Task "generates" not working as expected #1741

Closed
ameergituser opened this issue Aug 8, 2024 · 13 comments
Closed

Task "generates" not working as expected #1741

ameergituser opened this issue Aug 8, 2024 · 13 comments

Comments

@ameergituser
Copy link

  • Task version: Task version: v3.38.0 (h1:O7kgA6BfwktXHPrheByQO46p3teKtRuq1EpGnFxNzbo=)
  • Operating system: Linux
  • Experiments enabled: None

No fingerprinting for files listed in "generates" and hence it does not affect when the task executes the "cmds".

Example:

# https://taskfile.dev

version: '3'
silent: true

vars:
  GREETING: Hello, World!

tasks:
  default:
    cmds:
      - echo "{{.GREETING}}" > ./test.txt
    generates:
      - ./test.txt

Steps to reproduce:

  1. run task for the first time. It generates the test.txt file
  2. run task again. It always executes the cmds

Am i misunderstanding the generates feature? I assumed that files in the generates would be fingerprinted and when these files are changed, then the cmds would then execute?

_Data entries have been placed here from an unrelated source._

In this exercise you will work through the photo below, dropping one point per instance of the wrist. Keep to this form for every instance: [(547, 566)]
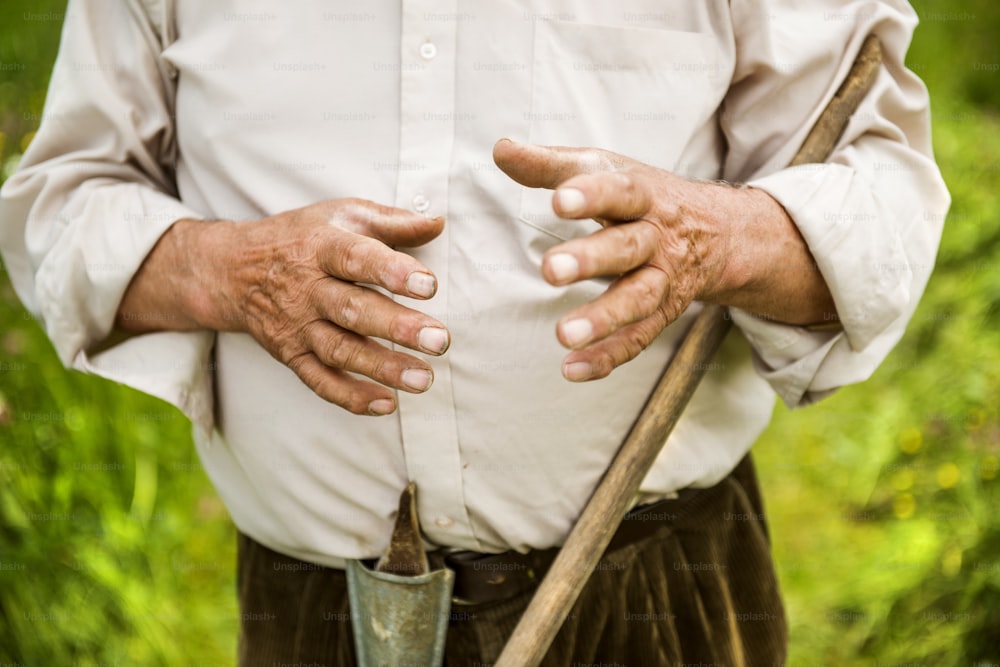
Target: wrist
[(733, 215), (206, 273)]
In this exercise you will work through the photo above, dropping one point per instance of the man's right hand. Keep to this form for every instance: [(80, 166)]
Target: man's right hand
[(296, 282)]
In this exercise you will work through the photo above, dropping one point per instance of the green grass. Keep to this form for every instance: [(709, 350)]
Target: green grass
[(882, 499)]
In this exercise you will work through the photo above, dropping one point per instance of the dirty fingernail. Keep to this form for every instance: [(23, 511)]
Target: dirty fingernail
[(381, 406), (433, 340), (570, 200), (578, 371), (417, 379), (577, 332), (564, 267), (421, 284)]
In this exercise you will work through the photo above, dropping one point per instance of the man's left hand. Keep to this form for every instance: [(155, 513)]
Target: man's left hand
[(663, 238)]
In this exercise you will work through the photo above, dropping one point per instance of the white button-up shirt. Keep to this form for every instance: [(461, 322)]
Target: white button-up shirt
[(165, 109)]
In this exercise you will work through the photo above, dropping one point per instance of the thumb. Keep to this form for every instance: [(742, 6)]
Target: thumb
[(537, 166), (392, 226)]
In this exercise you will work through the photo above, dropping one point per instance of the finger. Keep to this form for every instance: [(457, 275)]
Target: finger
[(611, 251), (340, 388), (357, 258), (369, 313), (631, 298), (606, 195), (598, 360), (347, 351), (548, 166), (392, 226)]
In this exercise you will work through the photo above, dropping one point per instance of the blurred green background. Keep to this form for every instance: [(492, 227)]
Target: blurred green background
[(884, 500)]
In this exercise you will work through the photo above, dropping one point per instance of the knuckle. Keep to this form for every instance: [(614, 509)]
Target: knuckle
[(348, 307), (644, 297)]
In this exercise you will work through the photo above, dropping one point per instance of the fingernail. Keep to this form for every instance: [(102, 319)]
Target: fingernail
[(578, 371), (577, 332), (433, 339), (570, 200), (563, 267), (421, 284), (417, 379), (381, 406)]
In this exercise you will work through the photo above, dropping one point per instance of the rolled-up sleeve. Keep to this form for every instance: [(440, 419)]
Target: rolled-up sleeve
[(871, 216), (93, 194)]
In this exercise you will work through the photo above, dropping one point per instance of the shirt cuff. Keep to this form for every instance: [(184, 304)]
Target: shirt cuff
[(854, 241), (80, 285), (857, 249)]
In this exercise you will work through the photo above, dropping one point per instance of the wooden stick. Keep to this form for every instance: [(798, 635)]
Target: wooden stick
[(604, 511)]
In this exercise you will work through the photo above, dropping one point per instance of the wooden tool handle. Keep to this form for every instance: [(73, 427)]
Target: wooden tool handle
[(604, 511)]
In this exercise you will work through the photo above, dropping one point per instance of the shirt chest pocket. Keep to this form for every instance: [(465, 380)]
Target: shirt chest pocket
[(640, 92)]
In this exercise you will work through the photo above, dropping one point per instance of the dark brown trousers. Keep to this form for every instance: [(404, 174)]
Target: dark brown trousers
[(700, 589)]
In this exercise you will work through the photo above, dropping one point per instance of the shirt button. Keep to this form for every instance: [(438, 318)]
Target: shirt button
[(421, 204), (428, 50)]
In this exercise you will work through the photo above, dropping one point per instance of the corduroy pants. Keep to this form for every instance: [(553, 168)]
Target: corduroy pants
[(700, 590)]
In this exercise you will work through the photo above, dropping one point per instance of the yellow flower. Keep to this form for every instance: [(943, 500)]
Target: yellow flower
[(951, 561), (902, 480)]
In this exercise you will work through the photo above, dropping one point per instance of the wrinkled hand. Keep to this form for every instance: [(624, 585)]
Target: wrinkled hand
[(660, 239), (300, 292)]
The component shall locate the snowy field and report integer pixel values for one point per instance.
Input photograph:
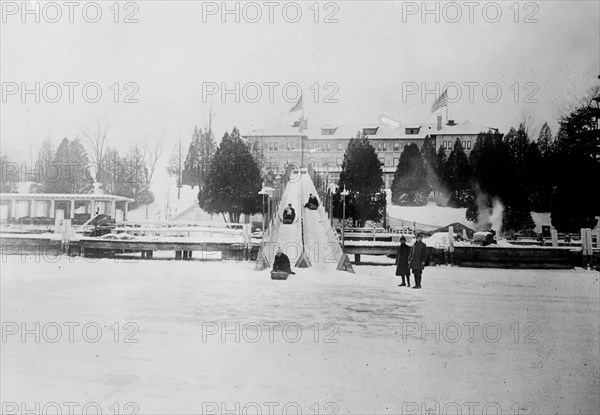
(210, 337)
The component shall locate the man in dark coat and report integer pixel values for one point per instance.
(282, 263)
(402, 268)
(289, 213)
(417, 258)
(312, 201)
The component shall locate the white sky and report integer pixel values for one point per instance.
(368, 54)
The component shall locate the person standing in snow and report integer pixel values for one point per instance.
(417, 258)
(282, 262)
(402, 268)
(289, 214)
(312, 202)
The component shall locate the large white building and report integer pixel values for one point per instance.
(323, 146)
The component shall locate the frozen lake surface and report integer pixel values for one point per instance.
(216, 336)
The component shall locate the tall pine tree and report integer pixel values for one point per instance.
(409, 187)
(197, 161)
(458, 177)
(233, 180)
(362, 177)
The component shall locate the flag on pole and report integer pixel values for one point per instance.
(298, 105)
(442, 101)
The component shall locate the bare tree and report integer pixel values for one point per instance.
(175, 166)
(95, 143)
(152, 153)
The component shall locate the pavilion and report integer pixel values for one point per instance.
(45, 208)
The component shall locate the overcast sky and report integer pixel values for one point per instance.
(364, 59)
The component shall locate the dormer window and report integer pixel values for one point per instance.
(328, 131)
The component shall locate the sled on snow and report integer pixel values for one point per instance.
(279, 275)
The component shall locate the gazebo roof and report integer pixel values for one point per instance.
(64, 196)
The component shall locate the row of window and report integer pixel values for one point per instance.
(449, 145)
(324, 146)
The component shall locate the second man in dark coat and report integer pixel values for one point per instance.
(417, 259)
(402, 268)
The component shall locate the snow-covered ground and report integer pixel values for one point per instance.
(517, 340)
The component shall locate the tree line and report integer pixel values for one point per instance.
(552, 173)
(76, 164)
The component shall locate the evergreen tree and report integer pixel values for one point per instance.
(534, 178)
(69, 170)
(409, 187)
(110, 172)
(197, 161)
(233, 180)
(430, 160)
(458, 177)
(9, 172)
(132, 180)
(577, 161)
(545, 140)
(440, 171)
(362, 177)
(175, 167)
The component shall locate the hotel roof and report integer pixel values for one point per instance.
(374, 131)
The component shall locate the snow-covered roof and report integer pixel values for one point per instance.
(63, 196)
(346, 131)
(465, 128)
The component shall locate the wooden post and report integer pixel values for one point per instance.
(587, 250)
(554, 235)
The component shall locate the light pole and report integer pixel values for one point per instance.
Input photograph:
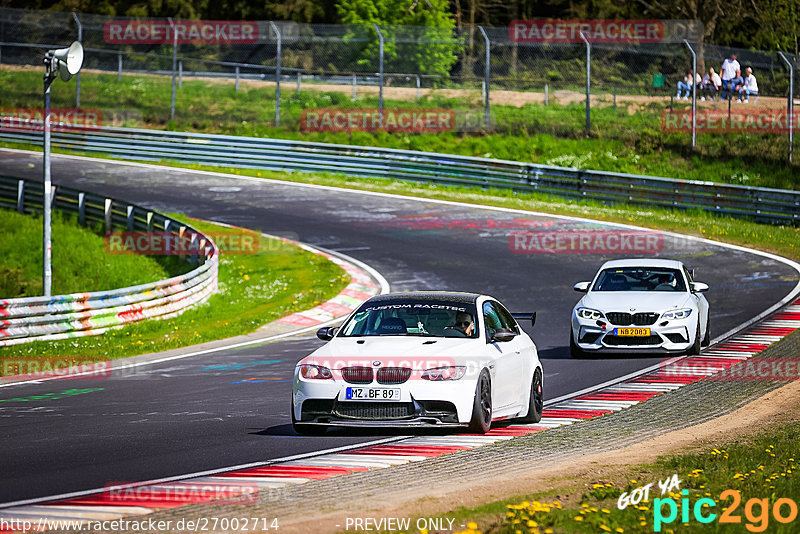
(65, 62)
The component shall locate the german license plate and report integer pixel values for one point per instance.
(391, 394)
(638, 332)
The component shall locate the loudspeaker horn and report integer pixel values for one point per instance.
(68, 61)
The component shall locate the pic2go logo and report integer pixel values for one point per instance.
(756, 511)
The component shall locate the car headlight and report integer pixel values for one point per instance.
(315, 372)
(588, 313)
(437, 374)
(677, 314)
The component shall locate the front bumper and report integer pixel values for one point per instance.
(421, 403)
(673, 337)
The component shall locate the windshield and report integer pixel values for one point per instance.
(413, 318)
(640, 279)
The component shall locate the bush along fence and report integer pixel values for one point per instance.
(81, 314)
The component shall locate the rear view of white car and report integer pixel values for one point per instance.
(640, 306)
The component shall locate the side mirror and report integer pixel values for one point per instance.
(326, 333)
(524, 316)
(581, 287)
(699, 287)
(502, 335)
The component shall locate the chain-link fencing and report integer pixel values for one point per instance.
(465, 75)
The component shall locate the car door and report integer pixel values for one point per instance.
(508, 368)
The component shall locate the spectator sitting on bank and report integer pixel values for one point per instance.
(711, 85)
(737, 83)
(730, 69)
(750, 86)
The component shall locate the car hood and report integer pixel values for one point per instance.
(639, 301)
(395, 351)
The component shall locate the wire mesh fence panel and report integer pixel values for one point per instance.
(130, 65)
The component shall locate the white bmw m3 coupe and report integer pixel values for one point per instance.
(640, 306)
(434, 359)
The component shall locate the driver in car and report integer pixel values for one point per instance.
(464, 323)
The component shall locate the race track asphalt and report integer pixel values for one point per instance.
(201, 413)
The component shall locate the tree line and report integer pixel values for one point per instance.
(756, 24)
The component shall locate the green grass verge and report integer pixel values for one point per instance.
(254, 289)
(761, 467)
(628, 139)
(79, 262)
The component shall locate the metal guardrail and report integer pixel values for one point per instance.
(80, 314)
(756, 203)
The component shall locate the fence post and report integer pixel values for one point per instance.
(277, 75)
(588, 80)
(694, 91)
(174, 66)
(487, 72)
(380, 72)
(78, 76)
(82, 209)
(791, 103)
(21, 196)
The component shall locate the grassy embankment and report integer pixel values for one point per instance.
(628, 139)
(254, 289)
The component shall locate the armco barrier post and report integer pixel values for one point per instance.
(277, 75)
(174, 67)
(78, 76)
(791, 103)
(380, 72)
(588, 80)
(487, 73)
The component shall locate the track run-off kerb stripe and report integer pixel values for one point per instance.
(117, 503)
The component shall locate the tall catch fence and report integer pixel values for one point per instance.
(473, 69)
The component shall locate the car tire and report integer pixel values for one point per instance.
(574, 350)
(481, 420)
(304, 429)
(535, 400)
(707, 338)
(694, 350)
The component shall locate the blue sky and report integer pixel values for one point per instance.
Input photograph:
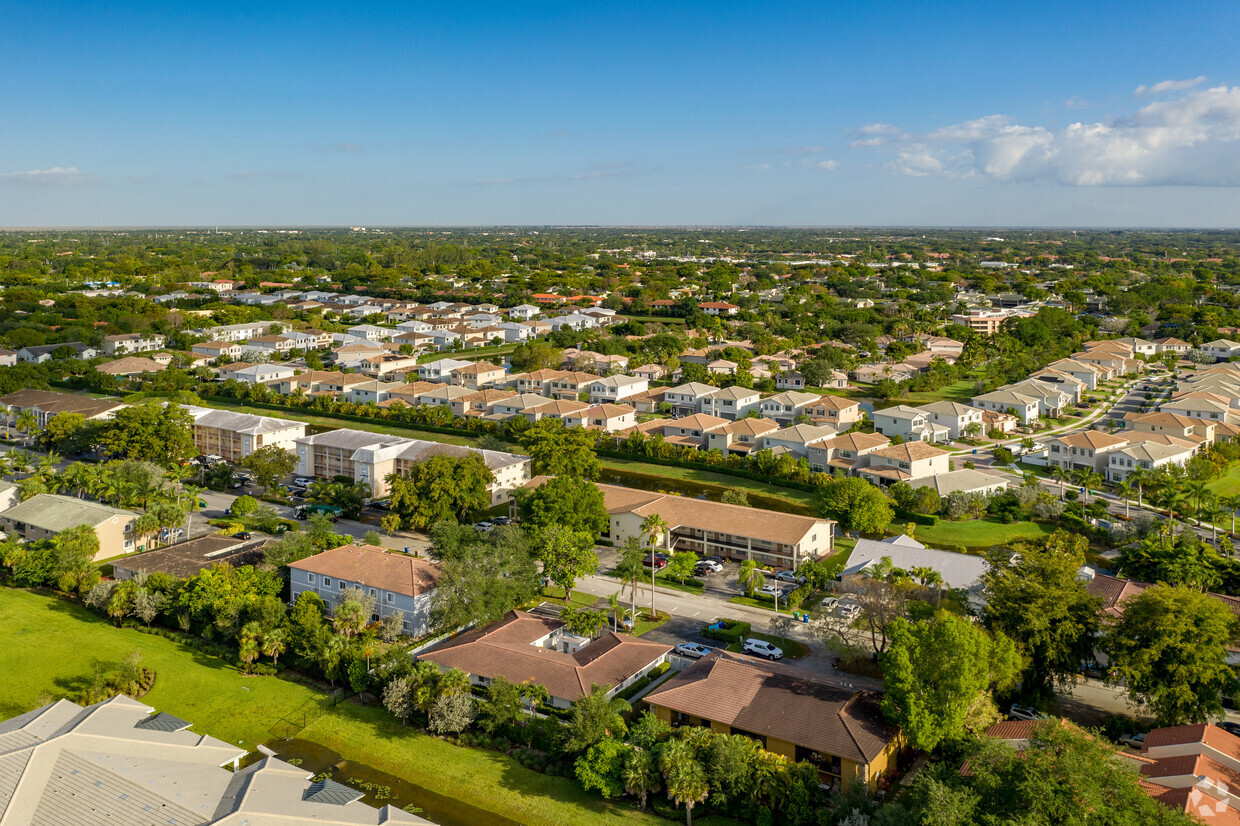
(634, 113)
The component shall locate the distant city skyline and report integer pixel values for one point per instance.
(636, 114)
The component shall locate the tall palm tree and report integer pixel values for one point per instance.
(1060, 475)
(1233, 505)
(1126, 492)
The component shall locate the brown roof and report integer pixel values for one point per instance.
(370, 564)
(912, 452)
(506, 649)
(781, 702)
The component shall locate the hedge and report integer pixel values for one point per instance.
(733, 630)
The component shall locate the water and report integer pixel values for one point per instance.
(697, 490)
(435, 808)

@task-bot task-bot added the state: needs triage Waiting to be triaged by a maintainer. label Aug 8, 2024
@ddouglas
Copy link

I'm experiencing this same issue.

version: "3"

tasks:
  fbuild:
    cmds:
      - ./.scripts/fbuild.sh
    sources:
      - ./functions/**/*.go
    generates:
      - ./.handlers/**
  dbuild:
    cmds:
      - ./.scripts/dbuild.sh
    generates:
      - ./prolog-core.tar
  terraform:
    deps: [fbuild, dbuild]
    dir: "./terraform"
    cmds:
      - ls -lha

@vmaerten
Copy link
Member

Hello !
With generates you need to use sources as well. sources is used to calculate the checksum

# https://taskfile.dev/

version: '3'
silent: true

vars:
  GREETING: Hello, World!

tasks:
  default:
    cmds:
      - echo "{{.GREETING}}" > ./test.txt
     sources:
      - ./test.txt
    generates:
      - ./test.txt

Note

As you are modifying the file in the cmds and the checksum is calculated before cmds are run, you will always get an extra run :

task # checksum is calculated with no test.txt, then the file is created
task # checksum is calculated with test.txt with the content
task # task is up to date 

image

@vmaerten vmaerten closed this as not planned Won't fix, can't repro, duplicate, stale Aug 12, 2024
@task-bot task-bot removed the state: needs triage Waiting to be triaged by a maintainer. label Aug 12, 2024
@ameergituser
Copy link
Author

Hi @vmaerten. Thank you for the response. May i ask what is the purpose of "generates" currently?

@vmaerten
Copy link
Member

@ameergituser it's used to split "sources" and "binary generated"
Let's say you have an application to build (no matter the language, can be Go, Ts, Rust, etc.), so you have sources (all go files for example) and a binary resulting from the compilation.
You want the task run if:

  • A change has been made in sources
    OR
  • The binary is not here

You can find an example showing this usecase directly in our codebase :

task/Taskfile.yml

Lines 81 to 88 in 51c569e

sleepit:build:
desc: Builds the sleepit test helper
sources:
- ./cmd/sleepit/**/*.go
generates:
- "{{.BIN}}/sleepit"
cmds:
- go build -o {{.BIN}}/sleepit{{exeExt}} ./cmd/sleepit

That being said, in your example generates is not needed, you can only provide sources :

image

Does my message answer your question ?

@ameergituser
Copy link
Author

Hi @vmaerten.

Thank you for the explanation. Perhaps an update of the documentation is needed to better explain the behavior?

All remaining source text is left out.